I'm hooked on the Food Network, though I usualy watch and listen with one eye and one ear while doing something else. Last night I put aside everything for another episode of Restaurant Impossible, Robert Irvine's show in which he takes a failing restaurant and turns it around in 48 hours with $10,000. Irvine goes in and assesses food, ambiance, and service. At last night's restaurant, the cook ("I'm not a chef but I'm a good cook") used canned green beans, instant grits and frozen shelfish among other "garbage," as Irvine called it. He tossed it all out, gave cooking lessons, and a cooking test that resulted in a switch where a younger man became head cook and the original one, a line cook. He also demonstrated that where they were spending $10 on a large can of gravy, he could make it from scratch for $1 and it tasted much better.With the help of a design crew, he tore out an old red bar-top and replaced it with a wooden bar, painted over a huge mural, brought in new chairs and chair covers for existing chairs. Then he created a new menu and sent the wait staff home to study it. Next day they were tested on it; if they passed, they got a T-shirt and worked that night; one girl failed and was sent home to study. Questions such as "Describe the fried green tomatoes" needed a fuller answer than "They're fried green tomatoes." They were served with feta on a bed of--I forget what (guess I too need more study). As his last act, Irvine carefully targets a community segment--college students last night--and passes out samples. By the time the restaurant opens--and those last minutes are hectic--there is a long line waiting outside.
At the end of the show, there's an update on how the restaurant is doing: of the few I've watched, at least one closed in six months, but most were doing alright. Last night's restaurant, owned by two young novices, three months later, was on the right track but not doing gangbusters. This must be a humiliating experience for the owner and exsting staff, but it surely works miracles.
I've always had a bit of a restaurant itch, I suppose because I like to feed people. I could see myself serving the tea-room or deli food that I love--chicken and tuna salads, Cobb salad, maybe some things with smoked salmon and anchovies. But I well know the failure rate of restaurants, and I know I have no experience, so I scratched my itch for several years by working at The Star, a cafe on the North Side owned by my good friends Betty and Don Boles. They specialize in steak, chicken-fried steak, and burgers. Best chicken-fried steak I've ever eaten--burgers and steaks are good too. I really did love talking to the customers, but I tired of rolling silverware and eventually decided that restaurant work, like anything else, had its ups and downs. So I'm back to cooking at home.
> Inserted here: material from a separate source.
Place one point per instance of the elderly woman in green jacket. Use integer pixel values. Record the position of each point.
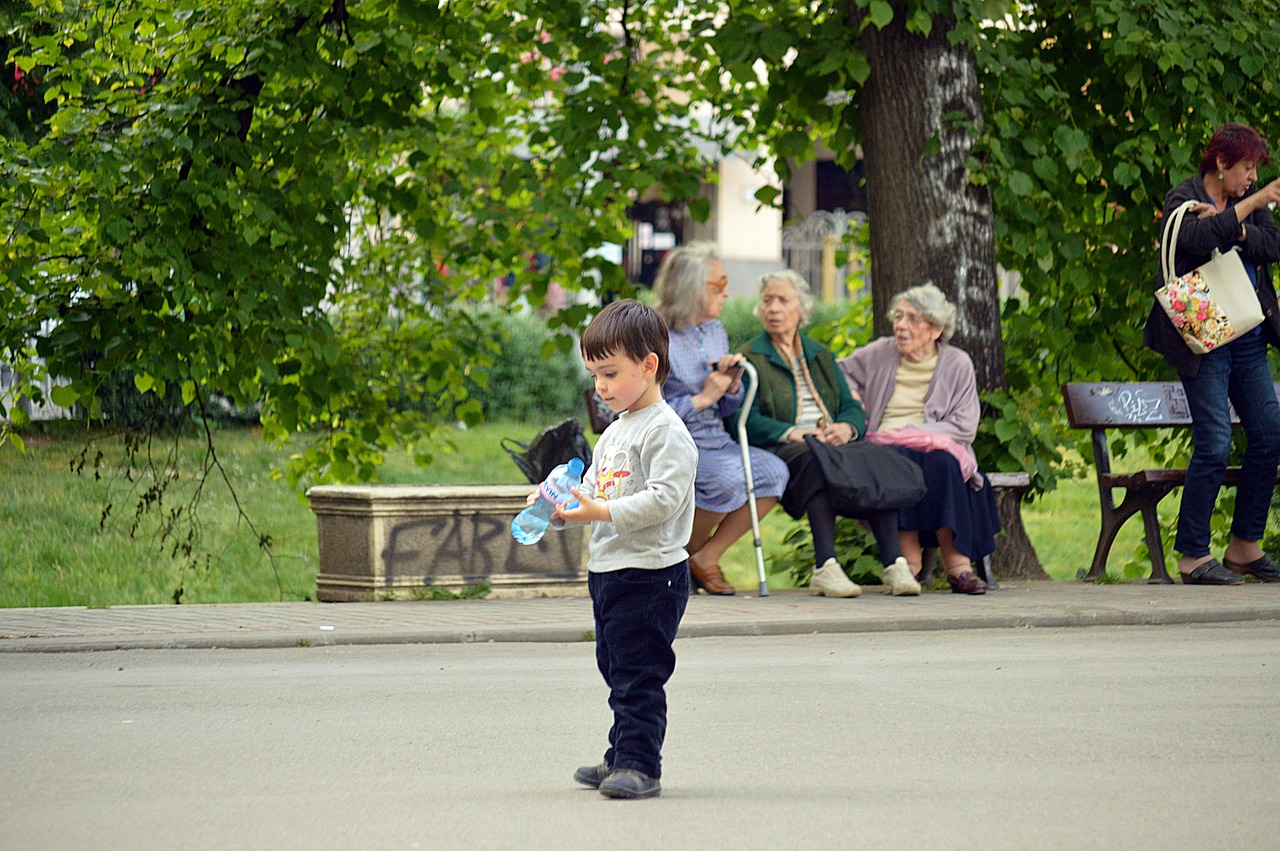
(803, 393)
Right now I'm baking chicken that I found on one of my favorite blogs--Mystery Lovers Kitchen. I seasoned two chicken thighs with cumin, salt, rosemary, and oregano. My house smells divine. After they're cooked I'll roll them in Parmesan, olive oil, salt and garlic salt and pop them back into the oven for a minute. I promise--I'll only eat one and save the other for tomorrow night. I love cold chicken!